The longer we live with coronavirus, the more we learn about it. From discovering that losing your sense of taste and smell is a key symptom to finding out more about treatments which help patients to recover, there’s plenty of things scientists know now that they didn’t at the beginning of the pandemic.
One of the biggest mysteries about coronavirus that still remains, however, is the phenomenon of ‘long Covid’.
Defined by the British Medical Journal (BMJ) as “illness in people who have either recovered from Covid-19 but are still reporting lasting effects of the infection or have had the usual symptoms for far longer than would be expected,” long Covid has left some people who contracted Covid-19 at the beginning of the pandemic with long-lasting, puzzling symptoms – and no one really knows why.
Actor and podcaster Alyssa Milano is one of the unlucky ones who are dealing with long-term symptoms. Despite testing negative for the virus back in March when she was experiencing Covid-19 symptoms, Milano has since tested positive for coronavirus antibodies – and says the ongoing symptoms have left her feeling “terrified” about what might happen if her friends and family might get sick.
Sharing her experience on Instagram yesterday (2 September), she wrote: “This is a wellness check and a health update. I’m OK. I’m starting physically to feel better. I’m still taking an aspirin every three days to thin my blood, fish oil, vitamin D, C, zinc and a B complex. I still have occasional heart palpitations. I still forget my words (absolute worst part). But it’s not nearly as bad as it was a few weeks ago.”
Milano continued: “I feel better. I had a CT scan of my lungs and a cardiac MRI and both were normal. I get super scared sometimes, thought. Not of getting sick again but of my loved ones getting sick. I don’t ever want them to have this thing. It’s a beast.
“So I vacillate between being so grateful and so terrified. Grateful that it was me who got sick and terrified that friends or family will be sick.”
Milano first revealed she was suffering with ‘long Covid’ back at the beginning of August, when she revealed she’d been experiencing “lingering symptoms” of the virus including “vertigo, stomach abnormalities, irregular periods, heart palpitations, shortness of breath, zero short term memory and general malaise”.
“This illness is not a hoax,” she wrote on Instagram. “I thought I was dying.

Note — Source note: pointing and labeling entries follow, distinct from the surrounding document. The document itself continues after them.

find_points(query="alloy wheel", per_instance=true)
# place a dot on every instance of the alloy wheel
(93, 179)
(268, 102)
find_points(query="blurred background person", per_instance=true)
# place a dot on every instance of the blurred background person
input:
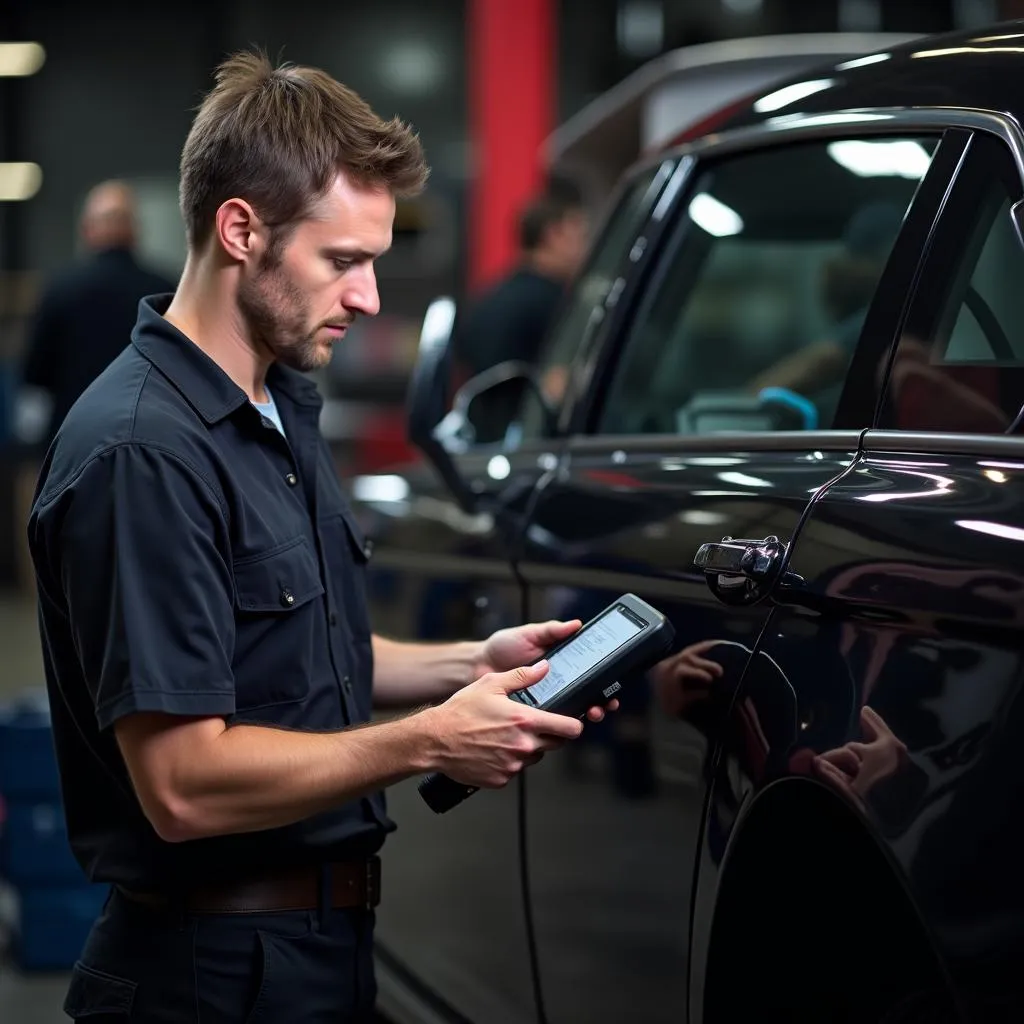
(86, 313)
(510, 321)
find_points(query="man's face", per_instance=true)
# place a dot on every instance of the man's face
(305, 292)
(568, 239)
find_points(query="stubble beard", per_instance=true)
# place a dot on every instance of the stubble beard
(278, 316)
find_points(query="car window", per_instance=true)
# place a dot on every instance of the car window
(960, 364)
(757, 307)
(605, 263)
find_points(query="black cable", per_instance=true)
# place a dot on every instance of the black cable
(527, 903)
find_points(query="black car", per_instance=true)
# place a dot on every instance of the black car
(783, 403)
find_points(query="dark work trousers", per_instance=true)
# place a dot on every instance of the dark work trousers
(155, 967)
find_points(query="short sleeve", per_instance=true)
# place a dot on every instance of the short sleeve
(139, 547)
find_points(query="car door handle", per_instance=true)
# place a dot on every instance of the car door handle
(759, 561)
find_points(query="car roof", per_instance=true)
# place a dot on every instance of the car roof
(979, 70)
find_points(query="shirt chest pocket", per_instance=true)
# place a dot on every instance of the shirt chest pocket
(279, 624)
(348, 553)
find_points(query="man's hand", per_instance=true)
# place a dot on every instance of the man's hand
(520, 645)
(483, 738)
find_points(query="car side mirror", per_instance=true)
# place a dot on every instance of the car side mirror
(457, 430)
(436, 430)
(426, 401)
(1017, 216)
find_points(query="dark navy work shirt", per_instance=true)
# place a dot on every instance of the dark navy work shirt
(194, 561)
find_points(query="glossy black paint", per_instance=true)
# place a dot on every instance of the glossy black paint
(977, 70)
(821, 826)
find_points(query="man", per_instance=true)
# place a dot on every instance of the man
(511, 320)
(86, 314)
(209, 656)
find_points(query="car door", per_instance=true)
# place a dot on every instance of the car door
(891, 672)
(706, 412)
(451, 932)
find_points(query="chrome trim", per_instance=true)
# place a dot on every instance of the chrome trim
(875, 121)
(781, 440)
(877, 441)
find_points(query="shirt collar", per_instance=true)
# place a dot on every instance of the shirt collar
(207, 388)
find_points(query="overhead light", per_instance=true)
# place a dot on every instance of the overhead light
(413, 67)
(742, 479)
(791, 94)
(951, 51)
(715, 217)
(380, 488)
(996, 39)
(882, 158)
(20, 59)
(825, 120)
(992, 528)
(499, 468)
(863, 61)
(19, 181)
(701, 517)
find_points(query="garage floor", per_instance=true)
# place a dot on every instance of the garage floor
(32, 998)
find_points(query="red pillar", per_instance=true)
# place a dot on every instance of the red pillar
(511, 62)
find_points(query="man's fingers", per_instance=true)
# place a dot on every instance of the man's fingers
(560, 726)
(519, 679)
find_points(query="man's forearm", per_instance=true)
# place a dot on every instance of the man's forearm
(202, 778)
(410, 674)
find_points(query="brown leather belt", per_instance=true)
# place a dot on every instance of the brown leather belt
(345, 885)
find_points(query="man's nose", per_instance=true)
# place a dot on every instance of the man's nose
(360, 294)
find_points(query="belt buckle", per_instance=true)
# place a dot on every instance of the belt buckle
(368, 894)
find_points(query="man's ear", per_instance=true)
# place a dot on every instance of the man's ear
(240, 230)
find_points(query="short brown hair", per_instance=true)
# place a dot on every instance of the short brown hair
(278, 136)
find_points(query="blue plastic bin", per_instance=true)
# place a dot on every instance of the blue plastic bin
(53, 924)
(34, 846)
(28, 762)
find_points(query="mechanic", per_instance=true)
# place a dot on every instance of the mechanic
(209, 657)
(510, 322)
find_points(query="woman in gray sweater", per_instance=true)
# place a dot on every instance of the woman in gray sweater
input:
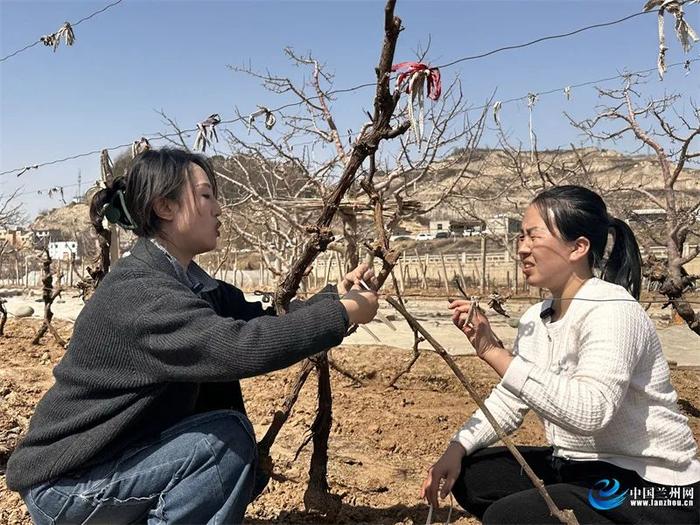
(145, 421)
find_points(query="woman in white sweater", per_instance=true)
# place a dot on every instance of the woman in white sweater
(588, 362)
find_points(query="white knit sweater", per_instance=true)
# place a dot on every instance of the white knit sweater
(599, 381)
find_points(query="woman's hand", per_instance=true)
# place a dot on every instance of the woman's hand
(352, 278)
(478, 331)
(446, 468)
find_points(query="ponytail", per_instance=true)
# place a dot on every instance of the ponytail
(576, 212)
(624, 264)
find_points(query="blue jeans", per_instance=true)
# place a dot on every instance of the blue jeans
(202, 470)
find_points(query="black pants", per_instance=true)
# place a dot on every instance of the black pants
(492, 487)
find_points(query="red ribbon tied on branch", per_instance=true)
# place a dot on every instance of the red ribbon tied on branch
(418, 74)
(409, 69)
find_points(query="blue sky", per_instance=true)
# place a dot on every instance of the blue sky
(141, 56)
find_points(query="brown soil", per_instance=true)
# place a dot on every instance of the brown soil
(382, 441)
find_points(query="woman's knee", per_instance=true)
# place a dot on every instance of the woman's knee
(231, 432)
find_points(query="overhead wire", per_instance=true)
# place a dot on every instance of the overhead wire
(29, 46)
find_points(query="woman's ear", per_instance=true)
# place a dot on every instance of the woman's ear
(581, 247)
(165, 209)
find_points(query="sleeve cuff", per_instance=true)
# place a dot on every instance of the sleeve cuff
(516, 375)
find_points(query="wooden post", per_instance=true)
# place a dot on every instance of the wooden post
(516, 268)
(427, 266)
(114, 244)
(424, 282)
(329, 262)
(483, 264)
(402, 287)
(340, 266)
(461, 271)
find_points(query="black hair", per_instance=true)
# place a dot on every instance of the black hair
(154, 173)
(576, 212)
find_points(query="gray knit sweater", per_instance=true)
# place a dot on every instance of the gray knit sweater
(147, 352)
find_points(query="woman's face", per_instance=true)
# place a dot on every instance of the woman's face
(196, 223)
(545, 258)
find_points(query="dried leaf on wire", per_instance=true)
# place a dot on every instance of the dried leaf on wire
(206, 132)
(65, 32)
(270, 119)
(685, 33)
(415, 76)
(27, 168)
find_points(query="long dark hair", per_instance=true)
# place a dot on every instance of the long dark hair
(154, 173)
(576, 212)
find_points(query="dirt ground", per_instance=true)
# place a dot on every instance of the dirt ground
(382, 441)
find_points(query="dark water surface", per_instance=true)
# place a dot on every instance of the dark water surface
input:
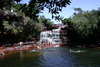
(54, 57)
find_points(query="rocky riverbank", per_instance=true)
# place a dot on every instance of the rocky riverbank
(23, 47)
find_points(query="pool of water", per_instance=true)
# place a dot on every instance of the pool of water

I felt like I was dying.”
Milano added: “Please take care of yourselves. Please wash your hands and wear a mask and social distance. I don’t want anyone to feel the way I felt.”
Milano isn’t the only celebrity to reveal she is suffering from ‘long Covid’. Last month, Girls star Lena Dunham also shared her “Covid Story” on Instagram, detailing how her symptoms had lasted long after she tested negative for coronavirus.
“I had swollen hands and feet, an unceasing migraine and fatigue that limited my every move,” she wrote. “Even as a chronically ill person, I had never felt this way. The doctor determined I was suffering from clinical adrenal insufficiency – my pituary gland had almost entirely ceased to function – as well as ‘status migrainosis’ (in human terms, a migraine that just won’t stop).”
If we can take anything from Milano and Dunham’s experiences, it’s that Covid-19 is still a very unpredictable, dangerous virus – and we should still be doing everything we can to ensure it doesn’t spread. The pandemic isn’t over just because we’re bored with it, and right now, we need to keep taking care of ourselves and others.